Cuando llega la canícula a la Sierra, no puedo por
menos recordar que antiguamente era la época de la trilla en las eras.
Para dos mocosos urbanitas que éramos mi hermano y
yo, y más en un paraje que, aunque se hallaba a 90 kilómetros de Madrid, la
corriente eléctrica apenas podía sustentar las bombillas en los salones de las
casas, por lo que ver la televisión era pura entelequia.

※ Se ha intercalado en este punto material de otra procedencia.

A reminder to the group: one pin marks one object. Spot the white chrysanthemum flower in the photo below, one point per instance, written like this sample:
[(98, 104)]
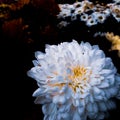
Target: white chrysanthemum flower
[(76, 81)]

Nuestras diversiones no eran pocas a pesar de ello, además
de la bicicleta, siempre había la posibilidad de intentar pescar a mano o con
caña las escurridizas truchas que poblaban el Lozoya y el Sauca, además de divertirnos cazando
ranas, renacuajos y otras sabandijas.
Pero había otra diversión fabulosa, ayudar en las
labores el campo a los paisanos de allí, esas labores seculares que nadie en la
ciudad era capaz de imaginar ni de enseñarte, quizás porque no se daba ninguna
importancia o que se pensara que eran labores de baja disposición o condenadas
al olvido y a la extinción. Nadie en su sano juicio en un colegio capitalino
sería capaz de ver la importancia que tiene para la educación infantil, el
aprendizaje de ordeñar una vaca, ayudar a parir a una gorrina y mucho menos
observar como el toro padre cubría a una vaca, además de ser capaces de usar
una guadaña para segar hierba, utilizar una hoz para cosechar trigo o cebada y
una labor capaz de Alejandro Magno: uncir una yunta al ubio.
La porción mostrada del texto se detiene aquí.